Ozekhome on legality, constitutionality 

For renowned constitutional layer Mike Ozekhome, the directive is “patently illegal and unconstitutional.”

He said, “The above sorry state of affairs is such that one might be tempted to swallow the attractive pill of the NFIU to take u the self-assumed role of monitoring LGAs’ allocations. No matter how laudable such a policy directive may be, the truth is that it is patently illegal and unconstitutional. Section 1(1) and 1(3) jointly make such a step null and void and of no effect whatsoever, since it is a direct affront to the above clear provisions of the constitution.
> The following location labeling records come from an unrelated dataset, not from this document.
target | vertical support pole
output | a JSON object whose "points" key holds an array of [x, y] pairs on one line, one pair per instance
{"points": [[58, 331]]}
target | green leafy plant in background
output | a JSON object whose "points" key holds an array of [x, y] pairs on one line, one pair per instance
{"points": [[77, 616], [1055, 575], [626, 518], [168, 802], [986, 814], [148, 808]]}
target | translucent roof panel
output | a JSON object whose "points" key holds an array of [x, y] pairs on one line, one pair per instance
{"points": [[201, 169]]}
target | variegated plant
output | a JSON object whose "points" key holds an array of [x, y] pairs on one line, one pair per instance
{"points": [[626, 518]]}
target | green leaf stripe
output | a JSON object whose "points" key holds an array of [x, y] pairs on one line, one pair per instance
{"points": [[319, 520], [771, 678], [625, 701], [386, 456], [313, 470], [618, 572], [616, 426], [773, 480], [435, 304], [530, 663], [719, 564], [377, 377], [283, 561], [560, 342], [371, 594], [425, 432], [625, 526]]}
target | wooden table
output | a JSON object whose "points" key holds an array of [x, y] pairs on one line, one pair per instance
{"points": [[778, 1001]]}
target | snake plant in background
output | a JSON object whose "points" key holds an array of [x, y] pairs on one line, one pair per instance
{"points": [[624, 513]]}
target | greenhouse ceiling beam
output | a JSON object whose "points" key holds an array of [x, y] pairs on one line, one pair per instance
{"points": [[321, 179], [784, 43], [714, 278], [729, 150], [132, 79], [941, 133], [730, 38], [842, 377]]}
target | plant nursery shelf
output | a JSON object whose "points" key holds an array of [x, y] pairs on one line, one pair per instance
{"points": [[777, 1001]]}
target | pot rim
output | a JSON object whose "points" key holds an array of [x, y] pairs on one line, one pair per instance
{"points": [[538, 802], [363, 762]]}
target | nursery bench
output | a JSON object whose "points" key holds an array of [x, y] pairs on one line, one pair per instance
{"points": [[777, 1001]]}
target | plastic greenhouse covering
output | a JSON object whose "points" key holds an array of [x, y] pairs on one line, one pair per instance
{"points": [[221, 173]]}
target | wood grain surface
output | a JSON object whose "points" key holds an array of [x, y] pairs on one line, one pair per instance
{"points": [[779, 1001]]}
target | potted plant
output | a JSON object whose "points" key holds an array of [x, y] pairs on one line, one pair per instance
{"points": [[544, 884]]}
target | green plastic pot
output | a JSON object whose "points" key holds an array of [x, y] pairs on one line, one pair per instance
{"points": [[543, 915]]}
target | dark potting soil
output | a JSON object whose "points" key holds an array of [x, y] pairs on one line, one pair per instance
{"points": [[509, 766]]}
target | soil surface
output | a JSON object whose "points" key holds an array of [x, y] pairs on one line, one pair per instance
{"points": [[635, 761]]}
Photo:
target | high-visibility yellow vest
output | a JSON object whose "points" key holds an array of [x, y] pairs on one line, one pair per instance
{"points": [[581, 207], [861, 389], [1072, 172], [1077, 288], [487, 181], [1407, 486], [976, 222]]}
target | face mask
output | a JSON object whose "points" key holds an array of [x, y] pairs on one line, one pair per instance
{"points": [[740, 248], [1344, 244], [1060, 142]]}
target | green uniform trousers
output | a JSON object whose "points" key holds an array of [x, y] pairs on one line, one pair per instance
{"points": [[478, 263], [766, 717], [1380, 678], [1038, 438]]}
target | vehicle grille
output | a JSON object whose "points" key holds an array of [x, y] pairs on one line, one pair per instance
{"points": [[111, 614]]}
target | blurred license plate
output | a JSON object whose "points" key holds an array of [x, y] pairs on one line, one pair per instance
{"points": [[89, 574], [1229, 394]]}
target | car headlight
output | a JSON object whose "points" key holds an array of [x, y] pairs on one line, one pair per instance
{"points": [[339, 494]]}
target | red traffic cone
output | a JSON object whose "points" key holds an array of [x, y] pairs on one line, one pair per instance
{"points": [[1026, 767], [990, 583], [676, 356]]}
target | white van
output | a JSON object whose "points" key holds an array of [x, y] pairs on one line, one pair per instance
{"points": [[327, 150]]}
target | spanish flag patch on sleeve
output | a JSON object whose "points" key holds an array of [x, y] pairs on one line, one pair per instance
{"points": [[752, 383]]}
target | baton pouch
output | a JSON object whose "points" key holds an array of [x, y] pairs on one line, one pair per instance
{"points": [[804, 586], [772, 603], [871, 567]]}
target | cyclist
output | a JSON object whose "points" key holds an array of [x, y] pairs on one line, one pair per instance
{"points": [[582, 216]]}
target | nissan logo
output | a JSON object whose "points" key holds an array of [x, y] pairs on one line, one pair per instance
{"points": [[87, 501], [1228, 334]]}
The answer is an immediate amendment of Section 162 of the constitution to grant to the LGAs the much-needed autonomy of having direct access to federal allocations as a first line charge like the judiciary. 

“This will surely break their asphyxiating umbilical cord tie from the apron strings of strangulating states. For now, the NFIU will be acting illegally and unconstitutionally to tamper with e mode and manner money is allocated to states from the federation account and how the states distribute them. We operate a constitutional democracy where every step taken by government must enjoy constitutional imprimatur.” 
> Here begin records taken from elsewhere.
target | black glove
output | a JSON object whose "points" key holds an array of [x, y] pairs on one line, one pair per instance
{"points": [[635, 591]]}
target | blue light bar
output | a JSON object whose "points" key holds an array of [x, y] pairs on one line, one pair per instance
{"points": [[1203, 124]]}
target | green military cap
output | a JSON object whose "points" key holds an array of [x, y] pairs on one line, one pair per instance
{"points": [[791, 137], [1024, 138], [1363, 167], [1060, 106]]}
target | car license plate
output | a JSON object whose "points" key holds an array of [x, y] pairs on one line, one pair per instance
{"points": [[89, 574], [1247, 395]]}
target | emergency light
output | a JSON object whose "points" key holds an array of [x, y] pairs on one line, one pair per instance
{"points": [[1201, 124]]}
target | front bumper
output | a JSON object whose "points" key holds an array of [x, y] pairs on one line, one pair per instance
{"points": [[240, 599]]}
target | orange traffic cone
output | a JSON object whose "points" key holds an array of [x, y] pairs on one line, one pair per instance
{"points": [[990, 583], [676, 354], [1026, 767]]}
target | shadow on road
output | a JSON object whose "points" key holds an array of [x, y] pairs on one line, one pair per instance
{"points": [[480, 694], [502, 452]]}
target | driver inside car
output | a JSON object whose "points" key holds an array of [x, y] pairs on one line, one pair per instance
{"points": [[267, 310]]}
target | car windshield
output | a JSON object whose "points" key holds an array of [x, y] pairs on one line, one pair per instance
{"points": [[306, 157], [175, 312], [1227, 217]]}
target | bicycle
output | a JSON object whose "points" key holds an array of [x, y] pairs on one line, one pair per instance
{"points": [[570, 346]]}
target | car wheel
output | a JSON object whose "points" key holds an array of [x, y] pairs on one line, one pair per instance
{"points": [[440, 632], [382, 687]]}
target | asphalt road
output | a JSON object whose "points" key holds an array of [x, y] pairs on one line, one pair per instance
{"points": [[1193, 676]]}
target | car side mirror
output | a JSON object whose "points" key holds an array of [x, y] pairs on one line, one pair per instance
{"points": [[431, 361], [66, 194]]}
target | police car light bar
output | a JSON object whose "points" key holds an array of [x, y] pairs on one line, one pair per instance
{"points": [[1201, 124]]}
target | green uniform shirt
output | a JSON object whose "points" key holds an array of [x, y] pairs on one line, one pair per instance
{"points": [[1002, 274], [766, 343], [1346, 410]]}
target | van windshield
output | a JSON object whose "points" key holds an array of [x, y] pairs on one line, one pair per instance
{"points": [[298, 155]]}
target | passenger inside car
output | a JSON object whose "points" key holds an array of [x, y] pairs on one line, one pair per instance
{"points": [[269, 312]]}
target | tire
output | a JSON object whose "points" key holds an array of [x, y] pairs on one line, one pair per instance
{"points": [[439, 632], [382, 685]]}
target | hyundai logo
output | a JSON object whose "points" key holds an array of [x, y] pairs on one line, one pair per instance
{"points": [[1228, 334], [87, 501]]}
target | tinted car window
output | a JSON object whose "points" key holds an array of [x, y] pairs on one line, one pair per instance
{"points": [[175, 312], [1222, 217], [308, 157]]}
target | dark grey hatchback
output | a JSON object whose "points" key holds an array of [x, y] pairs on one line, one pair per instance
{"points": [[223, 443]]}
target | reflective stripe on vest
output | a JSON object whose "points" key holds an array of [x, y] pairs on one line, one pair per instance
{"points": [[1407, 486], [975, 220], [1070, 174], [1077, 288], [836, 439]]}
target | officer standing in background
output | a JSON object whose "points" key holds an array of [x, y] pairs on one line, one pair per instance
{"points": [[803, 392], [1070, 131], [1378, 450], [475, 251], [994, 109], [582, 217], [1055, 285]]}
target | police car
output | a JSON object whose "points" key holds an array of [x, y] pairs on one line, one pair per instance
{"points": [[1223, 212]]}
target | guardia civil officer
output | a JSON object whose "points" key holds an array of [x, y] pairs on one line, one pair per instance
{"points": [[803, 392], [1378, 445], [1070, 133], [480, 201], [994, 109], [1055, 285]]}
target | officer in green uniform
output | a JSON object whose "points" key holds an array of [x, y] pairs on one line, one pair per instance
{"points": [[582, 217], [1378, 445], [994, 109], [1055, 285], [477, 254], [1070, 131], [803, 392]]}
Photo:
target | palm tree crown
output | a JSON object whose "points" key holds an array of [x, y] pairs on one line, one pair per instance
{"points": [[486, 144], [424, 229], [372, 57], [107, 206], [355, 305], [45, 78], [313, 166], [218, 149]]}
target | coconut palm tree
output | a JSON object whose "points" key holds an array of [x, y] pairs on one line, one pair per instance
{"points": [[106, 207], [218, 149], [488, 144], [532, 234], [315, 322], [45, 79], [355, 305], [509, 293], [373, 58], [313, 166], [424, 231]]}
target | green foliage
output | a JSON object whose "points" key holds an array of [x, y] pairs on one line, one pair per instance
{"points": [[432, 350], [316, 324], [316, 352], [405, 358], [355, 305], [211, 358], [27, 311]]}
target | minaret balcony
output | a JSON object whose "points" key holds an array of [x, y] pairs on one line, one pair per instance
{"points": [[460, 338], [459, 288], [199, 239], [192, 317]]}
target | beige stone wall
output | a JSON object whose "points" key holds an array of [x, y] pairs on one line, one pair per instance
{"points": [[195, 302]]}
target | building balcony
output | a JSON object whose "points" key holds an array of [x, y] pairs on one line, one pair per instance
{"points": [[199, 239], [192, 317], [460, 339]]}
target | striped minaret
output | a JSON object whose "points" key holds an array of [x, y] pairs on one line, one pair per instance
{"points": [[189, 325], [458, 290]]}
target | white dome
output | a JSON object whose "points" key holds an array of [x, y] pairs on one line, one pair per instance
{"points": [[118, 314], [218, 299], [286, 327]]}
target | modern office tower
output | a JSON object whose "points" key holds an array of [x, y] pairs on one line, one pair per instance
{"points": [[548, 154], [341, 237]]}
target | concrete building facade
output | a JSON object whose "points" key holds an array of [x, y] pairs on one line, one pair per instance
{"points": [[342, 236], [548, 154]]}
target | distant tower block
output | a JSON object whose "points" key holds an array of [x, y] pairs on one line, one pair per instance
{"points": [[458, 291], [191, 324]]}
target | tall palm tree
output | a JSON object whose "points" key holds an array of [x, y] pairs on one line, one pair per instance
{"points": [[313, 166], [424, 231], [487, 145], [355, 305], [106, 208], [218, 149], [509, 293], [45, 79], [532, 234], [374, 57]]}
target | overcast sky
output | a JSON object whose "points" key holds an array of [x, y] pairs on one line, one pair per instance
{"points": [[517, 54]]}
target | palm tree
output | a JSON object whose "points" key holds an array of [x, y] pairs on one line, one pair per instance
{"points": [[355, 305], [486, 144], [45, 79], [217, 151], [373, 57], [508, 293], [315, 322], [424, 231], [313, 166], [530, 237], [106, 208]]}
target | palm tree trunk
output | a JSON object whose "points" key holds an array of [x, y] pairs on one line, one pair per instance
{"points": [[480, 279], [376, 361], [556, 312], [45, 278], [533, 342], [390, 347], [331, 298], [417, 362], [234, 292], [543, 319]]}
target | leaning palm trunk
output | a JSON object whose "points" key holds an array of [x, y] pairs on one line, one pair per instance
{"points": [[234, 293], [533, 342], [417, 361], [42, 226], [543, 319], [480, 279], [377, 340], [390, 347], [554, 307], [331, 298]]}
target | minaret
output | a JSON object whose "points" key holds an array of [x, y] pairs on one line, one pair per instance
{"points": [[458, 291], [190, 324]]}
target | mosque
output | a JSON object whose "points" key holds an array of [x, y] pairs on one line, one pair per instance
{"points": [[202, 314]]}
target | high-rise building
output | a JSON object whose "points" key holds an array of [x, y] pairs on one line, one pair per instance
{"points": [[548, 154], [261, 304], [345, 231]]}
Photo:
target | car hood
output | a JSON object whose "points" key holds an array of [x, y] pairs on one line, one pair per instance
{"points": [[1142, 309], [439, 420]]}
Labour unions hail FG, banks 

Meanwhile, the Nigeria Union of Local Government Employees (NULGE) and the Senior Staff Association of Statutory Corporations and Government Owned Companies (SSASCGOC) on Wednesday, this week, applauded the federal government and the financial institutions for the smooth take-off of the Nigerian Financial Intelligence Unit (NFIU) in the country.

NULGE president, Comrade Ibrahim Khaleel, on his part, said the smooth take-off of the NFIU and the way the banks had cooperated for its smooth take-off, was encouraging, despite the opposition it faced from the governors who usually feed fat on local government funds.
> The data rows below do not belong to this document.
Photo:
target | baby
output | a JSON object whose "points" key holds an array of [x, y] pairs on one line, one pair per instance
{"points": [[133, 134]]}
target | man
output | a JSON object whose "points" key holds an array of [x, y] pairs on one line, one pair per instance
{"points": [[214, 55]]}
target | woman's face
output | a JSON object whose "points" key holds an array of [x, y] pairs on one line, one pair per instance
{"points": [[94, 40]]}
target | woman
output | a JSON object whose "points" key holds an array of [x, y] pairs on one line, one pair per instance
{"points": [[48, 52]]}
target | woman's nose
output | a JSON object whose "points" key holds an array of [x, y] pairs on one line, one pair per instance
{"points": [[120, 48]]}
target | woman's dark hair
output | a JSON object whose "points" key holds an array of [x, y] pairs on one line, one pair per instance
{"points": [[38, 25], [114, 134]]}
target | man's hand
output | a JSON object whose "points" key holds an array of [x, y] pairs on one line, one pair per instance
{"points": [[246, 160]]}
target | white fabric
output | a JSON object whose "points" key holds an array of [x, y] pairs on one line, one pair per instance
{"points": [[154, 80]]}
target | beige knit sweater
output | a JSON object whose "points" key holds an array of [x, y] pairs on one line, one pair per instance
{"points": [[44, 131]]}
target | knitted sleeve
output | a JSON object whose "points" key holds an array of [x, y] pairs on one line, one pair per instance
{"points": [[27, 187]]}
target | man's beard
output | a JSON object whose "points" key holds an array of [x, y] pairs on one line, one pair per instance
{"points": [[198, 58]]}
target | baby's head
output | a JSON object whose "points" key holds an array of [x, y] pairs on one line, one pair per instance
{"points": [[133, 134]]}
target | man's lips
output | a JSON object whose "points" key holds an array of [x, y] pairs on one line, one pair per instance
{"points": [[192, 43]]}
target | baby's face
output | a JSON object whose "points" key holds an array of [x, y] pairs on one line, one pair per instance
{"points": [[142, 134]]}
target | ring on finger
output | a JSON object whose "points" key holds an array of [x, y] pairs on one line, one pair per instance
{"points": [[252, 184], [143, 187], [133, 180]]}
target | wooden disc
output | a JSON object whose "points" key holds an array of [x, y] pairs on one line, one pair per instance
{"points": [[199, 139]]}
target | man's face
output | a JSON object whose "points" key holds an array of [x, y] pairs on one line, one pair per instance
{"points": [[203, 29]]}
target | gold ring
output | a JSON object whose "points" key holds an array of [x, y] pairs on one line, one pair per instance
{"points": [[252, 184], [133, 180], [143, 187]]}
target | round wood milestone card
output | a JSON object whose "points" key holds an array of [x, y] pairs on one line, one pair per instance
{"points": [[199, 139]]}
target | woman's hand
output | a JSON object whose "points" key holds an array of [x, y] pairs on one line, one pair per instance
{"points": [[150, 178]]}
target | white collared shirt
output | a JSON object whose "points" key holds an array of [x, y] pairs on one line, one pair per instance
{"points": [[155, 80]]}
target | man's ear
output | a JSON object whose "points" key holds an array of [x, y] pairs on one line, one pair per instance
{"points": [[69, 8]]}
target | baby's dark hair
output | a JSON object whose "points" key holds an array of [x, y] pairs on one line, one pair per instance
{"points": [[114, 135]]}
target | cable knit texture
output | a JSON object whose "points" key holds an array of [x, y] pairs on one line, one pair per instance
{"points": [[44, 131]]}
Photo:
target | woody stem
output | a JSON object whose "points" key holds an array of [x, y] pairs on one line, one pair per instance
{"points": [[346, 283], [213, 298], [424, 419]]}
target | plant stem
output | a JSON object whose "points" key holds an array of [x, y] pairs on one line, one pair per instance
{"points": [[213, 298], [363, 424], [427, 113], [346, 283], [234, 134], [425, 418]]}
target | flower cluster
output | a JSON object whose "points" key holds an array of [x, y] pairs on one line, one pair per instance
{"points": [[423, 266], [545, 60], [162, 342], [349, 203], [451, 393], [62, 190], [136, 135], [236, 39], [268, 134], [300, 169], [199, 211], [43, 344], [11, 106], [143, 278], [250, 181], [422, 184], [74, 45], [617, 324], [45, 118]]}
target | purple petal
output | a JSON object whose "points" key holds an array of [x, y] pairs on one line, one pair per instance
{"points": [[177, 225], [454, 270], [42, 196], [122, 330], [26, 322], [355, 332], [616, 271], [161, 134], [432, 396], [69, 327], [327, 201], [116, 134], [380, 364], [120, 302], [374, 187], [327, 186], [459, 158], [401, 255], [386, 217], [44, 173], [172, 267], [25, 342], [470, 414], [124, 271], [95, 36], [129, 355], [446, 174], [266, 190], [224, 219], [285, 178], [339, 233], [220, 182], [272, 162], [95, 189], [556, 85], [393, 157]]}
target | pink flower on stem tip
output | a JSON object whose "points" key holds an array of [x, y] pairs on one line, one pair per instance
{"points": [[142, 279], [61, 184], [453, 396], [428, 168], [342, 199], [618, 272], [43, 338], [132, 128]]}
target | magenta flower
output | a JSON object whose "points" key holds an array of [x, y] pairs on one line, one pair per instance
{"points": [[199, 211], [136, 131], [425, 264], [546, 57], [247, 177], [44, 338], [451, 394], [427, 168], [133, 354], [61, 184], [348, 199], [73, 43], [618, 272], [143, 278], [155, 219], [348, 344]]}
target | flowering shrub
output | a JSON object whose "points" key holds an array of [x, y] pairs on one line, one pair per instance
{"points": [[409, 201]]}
“The federal government, especially President Muhammadu Buhari, should be commended for standing on the side of the people, rule of laws and the development of the country, by insisting on NFIU guidelines. Also, the financial institutions must be commended for strict adherence to the rules, while we praise the Unit itself for leading the way in doing a very good job.

“Effective regulation of arbitrary withdrawals of local government funds by state governments from the joint local government/state joint accounts by the Nigeria Financial Intelligence Unit (NFIU), as we have seen with the take off now, would reduce looting of council finances.

“To encourage the federal government, President Buhari, the banks and other financial institutions and the NFIU itself, the union will train its members across the length and breadth of the country to keep eagle eyes on the operations of the funds going to local government councils henceforth. I am assuring you, we will ensure that flagrant abuse of the system and the funds is stopped,” Khaleel said.